After a few runs, we swap for the wax-free skis. The nude boards are not slippery like the waxed versions, but still super fun—after all, we are skiing in October. We take a few more lift rides to feel how the nude bases slow down through the turns, especially where the snow has been getting sunbaked and slushy, thanks to the increased friction that ski wax would normally diminish.

DPS Phantom Technology Explained

After a few runs without wax, we click into the skis with Phantom installed. I say “installed” because it is actually in the base of the ski. Developed by a team of chemists and material engineers at the University of Utah and DPS, Phantom is a liquid compound that permeates your ski bases. This patent-pending, non-reactive chemical formula has been lab-tested, and it tested better over time than traditional ski wax across all temperatures and conditions. Activated by UV Light, Phantom is inert to both the environment and safe to those applying it, plus it makes ski bases harder and less likely to scratch.

mike hunt testing dps phantom at Loveland Ski Area
Freelance Gear Tester Matt Hart lays down some Phantom turns at Loveland Ski Area.Photo credit: Jon Jay

Because it permeates the base, Phantom becomes permanent for the life of the ski after a single application. Install it correctly, and you’ll never have to worry about waxing your skis again.

Outside of the lab, DPS Ambassadors tested versions of Phantom last spring in Utah and over the summer in New Zealand and Chile to get the formula dialed. The final product is now in the base of my skis on this sunny day at Loveland, and I’m ready to see what the buzz is about.

Right away, side-stepping towards the lift, it’s not as slippery as a freshly waxed pair of skis. “At slow speeds, and in lift lines, Phantom doesn’t have that slippery feeling that fresh waxed skis have,” says Alex Hunt, DPS Skis’ PR manager, prior to the chairlift ride. “That’s because it’s not wax, and there is just a touch of friction as the Phantom transitions from stillness into motion. Once you get going, you’ll feel the difference.”

And he’s right. As soon as my ski tips are pointed downhill, the skis feel just as fast as the waxed versions. Making turns and transitioning from cold, shady snow into hot, melting slush during the same run did not affect speed, and the skis accelerated into and out of every turn.

Matt Hart tests DPS Phantom and DPS skis at Loveland Ski Area
Matt Hart really pushing the DPS Cassair A95 with Phantom on a sunny October day.Photo Credit: Jon Jay

As we spent the rest of the day slipping and sliding at Loveland, Phantom’s performance never faltered. The skis felt consistently great as the afternoon warmed up and the snow continued its heat-catalyzed metamorphosis.

How to get DPS Phantom

Phantom is now available for $100 MSRP. It can be installed on any ski, just as long as it’s a new pair or has been recently stoneground.

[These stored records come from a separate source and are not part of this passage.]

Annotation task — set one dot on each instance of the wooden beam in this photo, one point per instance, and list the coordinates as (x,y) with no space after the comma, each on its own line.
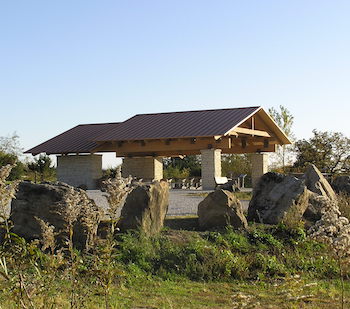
(234,149)
(178,146)
(251,132)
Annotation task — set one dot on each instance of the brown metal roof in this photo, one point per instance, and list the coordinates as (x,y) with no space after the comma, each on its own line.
(206,123)
(78,139)
(178,124)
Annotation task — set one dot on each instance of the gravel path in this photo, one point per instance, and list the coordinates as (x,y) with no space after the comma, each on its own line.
(181,202)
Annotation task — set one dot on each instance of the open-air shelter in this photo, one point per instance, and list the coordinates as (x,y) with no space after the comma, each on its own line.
(144,140)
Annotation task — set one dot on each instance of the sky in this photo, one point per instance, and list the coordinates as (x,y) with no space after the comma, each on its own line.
(64,63)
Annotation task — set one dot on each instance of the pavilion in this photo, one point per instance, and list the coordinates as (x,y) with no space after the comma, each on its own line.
(144,140)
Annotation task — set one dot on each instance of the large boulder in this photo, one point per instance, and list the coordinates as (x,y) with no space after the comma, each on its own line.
(58,205)
(278,198)
(318,186)
(341,184)
(219,209)
(145,208)
(315,182)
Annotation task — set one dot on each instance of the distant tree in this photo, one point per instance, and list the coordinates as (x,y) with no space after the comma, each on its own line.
(10,144)
(176,167)
(329,151)
(42,166)
(18,170)
(284,120)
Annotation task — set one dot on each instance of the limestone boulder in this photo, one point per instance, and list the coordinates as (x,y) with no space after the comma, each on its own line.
(277,198)
(145,208)
(317,183)
(56,204)
(341,184)
(219,209)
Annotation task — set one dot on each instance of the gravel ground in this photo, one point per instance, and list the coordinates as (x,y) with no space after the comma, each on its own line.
(181,202)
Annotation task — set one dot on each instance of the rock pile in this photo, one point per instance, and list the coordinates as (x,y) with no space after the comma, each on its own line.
(281,198)
(58,205)
(145,208)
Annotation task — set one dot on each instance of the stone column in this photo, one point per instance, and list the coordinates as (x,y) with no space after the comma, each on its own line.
(259,166)
(211,167)
(80,170)
(147,168)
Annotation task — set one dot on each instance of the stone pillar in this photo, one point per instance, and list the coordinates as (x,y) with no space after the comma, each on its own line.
(147,168)
(211,167)
(259,166)
(80,170)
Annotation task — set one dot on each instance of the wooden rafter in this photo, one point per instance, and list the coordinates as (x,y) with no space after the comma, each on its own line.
(252,132)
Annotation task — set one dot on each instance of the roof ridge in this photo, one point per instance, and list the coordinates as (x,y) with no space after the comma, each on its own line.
(94,124)
(193,111)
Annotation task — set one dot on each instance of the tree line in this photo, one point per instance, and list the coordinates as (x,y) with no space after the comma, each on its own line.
(329,151)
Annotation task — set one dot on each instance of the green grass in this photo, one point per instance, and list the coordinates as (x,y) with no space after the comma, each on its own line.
(265,267)
(151,292)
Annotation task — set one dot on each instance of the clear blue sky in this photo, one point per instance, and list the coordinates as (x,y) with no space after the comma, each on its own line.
(64,63)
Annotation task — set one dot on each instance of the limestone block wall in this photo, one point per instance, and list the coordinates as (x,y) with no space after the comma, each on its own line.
(80,170)
(259,166)
(211,167)
(147,168)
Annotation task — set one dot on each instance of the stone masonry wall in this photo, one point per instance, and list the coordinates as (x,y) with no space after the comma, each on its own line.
(80,170)
(259,166)
(147,168)
(211,167)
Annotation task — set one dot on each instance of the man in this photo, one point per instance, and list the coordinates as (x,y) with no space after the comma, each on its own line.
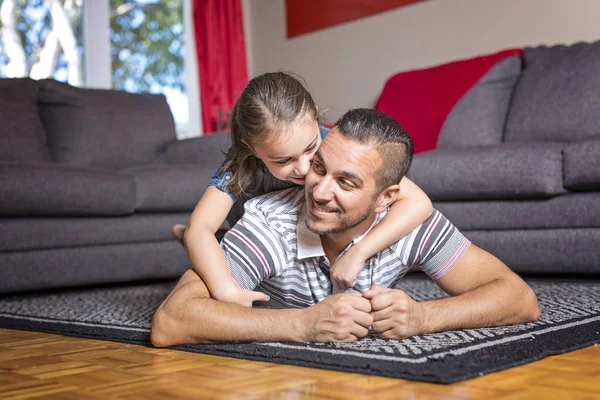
(286,241)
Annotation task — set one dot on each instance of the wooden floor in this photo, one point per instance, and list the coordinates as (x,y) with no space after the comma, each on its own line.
(42,366)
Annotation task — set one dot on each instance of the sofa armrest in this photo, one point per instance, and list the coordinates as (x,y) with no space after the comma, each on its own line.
(205,150)
(582,165)
(54,190)
(491,172)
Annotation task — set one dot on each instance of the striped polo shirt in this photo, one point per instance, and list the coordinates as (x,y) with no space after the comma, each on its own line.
(270,249)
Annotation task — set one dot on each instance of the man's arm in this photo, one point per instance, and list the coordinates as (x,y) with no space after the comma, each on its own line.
(189,315)
(485,292)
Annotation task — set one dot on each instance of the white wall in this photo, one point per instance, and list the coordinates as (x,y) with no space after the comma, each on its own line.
(346,66)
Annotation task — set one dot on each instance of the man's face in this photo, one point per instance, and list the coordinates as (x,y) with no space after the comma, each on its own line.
(340,186)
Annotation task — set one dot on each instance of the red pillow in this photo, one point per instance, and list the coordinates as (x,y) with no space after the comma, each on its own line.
(422,99)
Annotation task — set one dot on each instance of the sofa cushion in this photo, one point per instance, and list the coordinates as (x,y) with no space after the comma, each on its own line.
(421,99)
(582,165)
(21,234)
(571,210)
(479,116)
(104,128)
(53,190)
(205,150)
(504,171)
(170,188)
(558,95)
(22,135)
(566,251)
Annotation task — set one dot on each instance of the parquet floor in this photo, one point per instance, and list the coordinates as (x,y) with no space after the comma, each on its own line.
(41,366)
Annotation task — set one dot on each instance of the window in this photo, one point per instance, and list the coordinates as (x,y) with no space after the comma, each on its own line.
(145,50)
(41,41)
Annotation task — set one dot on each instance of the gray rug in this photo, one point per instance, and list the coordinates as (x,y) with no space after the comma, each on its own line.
(570,320)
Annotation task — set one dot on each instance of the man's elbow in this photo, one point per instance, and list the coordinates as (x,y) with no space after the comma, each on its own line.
(161,334)
(530,310)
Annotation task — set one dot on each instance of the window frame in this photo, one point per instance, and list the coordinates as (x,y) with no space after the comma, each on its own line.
(97,68)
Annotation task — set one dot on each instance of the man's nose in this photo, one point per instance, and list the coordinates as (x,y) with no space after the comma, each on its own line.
(322,191)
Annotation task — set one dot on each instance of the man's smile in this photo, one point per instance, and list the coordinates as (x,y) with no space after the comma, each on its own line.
(319,210)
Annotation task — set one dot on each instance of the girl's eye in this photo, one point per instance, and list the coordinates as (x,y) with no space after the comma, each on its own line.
(311,149)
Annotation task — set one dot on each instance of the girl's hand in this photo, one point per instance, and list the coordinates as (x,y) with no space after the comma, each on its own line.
(243,297)
(345,270)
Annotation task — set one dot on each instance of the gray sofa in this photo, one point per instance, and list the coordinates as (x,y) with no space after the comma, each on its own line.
(530,191)
(91,182)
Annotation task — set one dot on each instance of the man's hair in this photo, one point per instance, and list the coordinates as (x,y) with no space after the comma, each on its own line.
(374,128)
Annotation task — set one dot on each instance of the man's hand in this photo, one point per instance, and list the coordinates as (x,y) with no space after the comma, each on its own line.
(339,318)
(345,270)
(395,314)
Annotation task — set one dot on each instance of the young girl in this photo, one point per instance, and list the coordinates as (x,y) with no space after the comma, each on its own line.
(275,133)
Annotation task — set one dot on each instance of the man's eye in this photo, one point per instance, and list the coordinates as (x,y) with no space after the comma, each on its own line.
(346,184)
(317,168)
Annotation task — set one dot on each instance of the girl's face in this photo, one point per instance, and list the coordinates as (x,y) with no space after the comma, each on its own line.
(289,157)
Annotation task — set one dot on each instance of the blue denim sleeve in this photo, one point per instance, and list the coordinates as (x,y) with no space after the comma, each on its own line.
(221,180)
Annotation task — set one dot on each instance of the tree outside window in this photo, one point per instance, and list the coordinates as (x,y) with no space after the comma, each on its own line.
(44,39)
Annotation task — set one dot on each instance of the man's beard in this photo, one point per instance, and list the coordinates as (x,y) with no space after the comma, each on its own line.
(344,225)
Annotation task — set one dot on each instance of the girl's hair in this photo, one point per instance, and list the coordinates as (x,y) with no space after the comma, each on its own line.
(267,106)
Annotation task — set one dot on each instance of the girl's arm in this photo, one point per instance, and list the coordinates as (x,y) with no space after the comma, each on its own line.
(205,254)
(411,208)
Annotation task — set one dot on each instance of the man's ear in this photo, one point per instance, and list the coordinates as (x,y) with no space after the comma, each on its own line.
(387,198)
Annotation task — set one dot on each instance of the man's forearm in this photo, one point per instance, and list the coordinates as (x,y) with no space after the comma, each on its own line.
(189,315)
(504,301)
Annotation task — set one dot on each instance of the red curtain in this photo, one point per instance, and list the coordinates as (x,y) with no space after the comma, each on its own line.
(219,33)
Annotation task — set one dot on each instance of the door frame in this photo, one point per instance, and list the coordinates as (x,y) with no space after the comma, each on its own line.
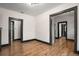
(75,9)
(9,24)
(58,28)
(13,30)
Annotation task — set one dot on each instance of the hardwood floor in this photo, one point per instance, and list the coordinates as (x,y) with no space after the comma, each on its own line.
(34,48)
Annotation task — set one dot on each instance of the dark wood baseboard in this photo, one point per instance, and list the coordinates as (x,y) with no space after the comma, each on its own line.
(4,45)
(36,40)
(16,39)
(70,39)
(42,41)
(56,38)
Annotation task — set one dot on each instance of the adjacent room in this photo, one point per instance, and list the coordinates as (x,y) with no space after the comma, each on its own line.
(39,29)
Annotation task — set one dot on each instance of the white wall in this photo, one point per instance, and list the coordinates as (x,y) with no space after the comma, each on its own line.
(69,17)
(28,26)
(42,21)
(17,29)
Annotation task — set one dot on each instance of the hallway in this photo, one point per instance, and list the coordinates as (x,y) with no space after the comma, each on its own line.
(35,48)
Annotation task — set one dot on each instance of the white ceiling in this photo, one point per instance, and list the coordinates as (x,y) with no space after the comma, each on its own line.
(33,10)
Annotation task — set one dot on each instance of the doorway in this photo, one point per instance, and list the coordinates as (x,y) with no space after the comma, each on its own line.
(62,29)
(75,24)
(15,29)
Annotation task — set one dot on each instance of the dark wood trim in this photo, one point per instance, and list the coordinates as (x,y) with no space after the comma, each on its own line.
(16,39)
(13,30)
(70,39)
(43,41)
(4,45)
(58,28)
(36,40)
(28,40)
(75,23)
(0,37)
(16,19)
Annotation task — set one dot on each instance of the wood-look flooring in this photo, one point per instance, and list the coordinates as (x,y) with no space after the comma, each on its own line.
(61,47)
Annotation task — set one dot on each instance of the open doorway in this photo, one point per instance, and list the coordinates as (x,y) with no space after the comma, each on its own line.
(61,29)
(15,29)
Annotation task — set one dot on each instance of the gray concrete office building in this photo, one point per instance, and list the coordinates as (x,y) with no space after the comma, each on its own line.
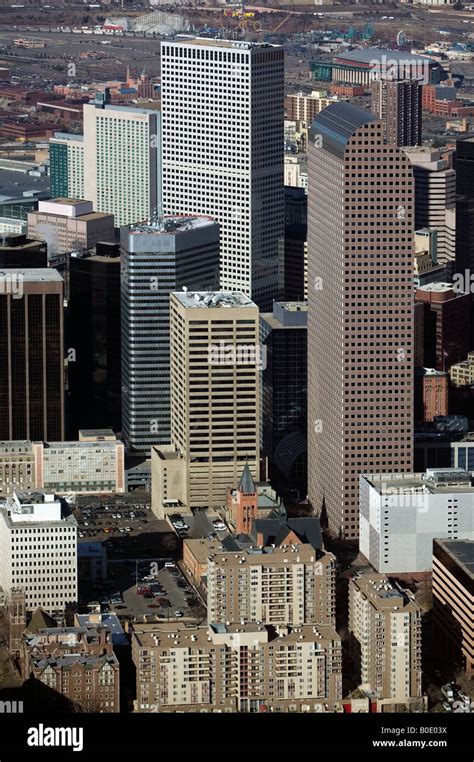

While wax might not be dead for everyone, we at SKI especially recommend Phantom for avid backcountry skiers who never want to deal with wax ruining their skins ever again.

We’ll continue to test Phantom throughout the season in various conditions, but at this point, I feel confident in saying that Phantom’s permanence and performance will change the game in ways that are hard to imagine now, but in few years’ time, we’ll be scratching our heads wondering how we ever skied without it.